Organisations that pay proper attention to women’s needs stand a better chance of hiring and retaining a more diverse and happier workforce.
Gender inequality in the workplace is high on the global agenda right now and many organisations are putting systems in place to build a diverse workforce, promote more women to management positions and close the gender pay gap. But while these initiatives are laudable, what is also becoming apparent is that in order to retain women employees, efforts must also be put into transformational aspects that enable women to feel comfortable in the workplace and ultimately succeed in the work environment.
What is often ignored, is that women have specific embodied needs as a result of their biology and this has led to a lack of basic facilities and infrastructure in the workplace to support these.
For example, a recent study in the UK found that there is a stigma around menstruation in the workplace that causes many women to lie to their managers about their reasons for sick days. The study also reported that one-quarter of the women surveyed do not have sanitary bins at work, almost one-third do not have constant access to a toilet and over 70% have no way of getting sanitary products at work.
Nadya Okamoto, founder and director of the PERIOD charity says “menstruators in the workplace do not feel that they can ask for the things they need, whether it is a tampon or a sick day because of the belief that having a period makes women weak or inferior in some way.” This belief is pervasive – I know women who adjust the dose of their birth control medication in order to miss their periods so they can function better at work. Their biology is experienced as an inconvenience which they cannot afford as it may cause them to miss paid workdays.
So, where does that leave employers who are trying to build more inclusive workplaces and address gender issues? My own research suggests that if employers are serious about inclusion, they need to accept that some things have to change – starting with facilities and infrastructure – and that this change needs to be more than skin deep.
Infrastructure is a barrier to inclusion
Basic infrastructure has an impact on women’s comfort, and potentially on their performance within the workplace. If there are not enough toilets provided for the number of women in an organisation, not only is this inconvenient, but it leads to misunderstandings around time management. Women have reported being reprimanded for taking too long on a break, or being made to feel that they are wasting time or being inconsiderate of others, when the fact is simply that going to the bathroom may take women longer than it takes men.
In some organisations there may be a discrepancy in the facilities provided in different areas – for example, more accessible, better equipped and cleaner facilities at head office level and fewer toilets, to service more women, which are not as well equipped or cleaned in other areas such as a warehouse. A simple issue of upgrading infrastructure can make a huge improvement in women’s lived experiences of their workplace and their feelings of inclusion.
Policy is not enough
While policy regarding inclusivity is important, the policy itself may not go far enough in addressing women’s needs. It comes down to understanding agency and what is required to truly include women in the conversation. A manager who says she has an “open door” policy may be underestimating what it takes to actually broach a personal and stigmatised issue with one’s boss.
If women feel they cannot speak up, any efforts at inclusivity are undermined.
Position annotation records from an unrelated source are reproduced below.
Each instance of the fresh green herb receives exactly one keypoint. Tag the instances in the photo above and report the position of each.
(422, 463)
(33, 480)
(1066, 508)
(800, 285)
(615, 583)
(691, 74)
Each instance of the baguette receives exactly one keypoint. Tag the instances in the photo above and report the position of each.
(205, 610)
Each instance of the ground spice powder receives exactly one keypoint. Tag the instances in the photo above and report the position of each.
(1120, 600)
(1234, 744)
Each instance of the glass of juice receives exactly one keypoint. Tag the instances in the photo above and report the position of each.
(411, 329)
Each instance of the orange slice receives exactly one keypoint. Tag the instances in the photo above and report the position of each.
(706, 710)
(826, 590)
As the UK study suggests, societal stigma restricts important conversations and prevents women from seeking the support they need – ranging from maternity leave and sick leave to discussing whether sanitary products can be made available at work or the condition of the women’s toilets.
Organisations need to examine how they can validate their intentions to make sure women receive adequate support. A homogenous or blanket approach to improving all employee’s conditions at work may miss an opportunity to engage and make meaningful changes specifically for women. This is increasingly important as organisations look to address gender issues by hiring and retaining women at all levels of the organisation.
It takes courage and perseverance to get this right
Change requires courage, and it needs to come from everyone in an organisation. It’s also not about villainising an employer by pointing out what they don’t offer, but about opening respectful channels of communication – and keeping communication and engagement opportunities open over time.
Essentially, gender inclusivity is never a fixed point. It’s not a box-ticking exercise that can be done once and then forgotten about. There are always going to be things to improve upon, for organisations and individuals. We all like to think we don’t have prejudices or blind spots, but we need to keep examining these, and to keep learning and evolving. The future of a truly integrated, diverse and successful workforce depends upon it.
Nyasha Chimhandamba is a Bertha Scholar on the MPhil in Inclusive Innovation programme at the UCT Graduate School of Business. Part of her research at the school focuses on the lived experiences of South African women and how their needs can be addressed in the workforce.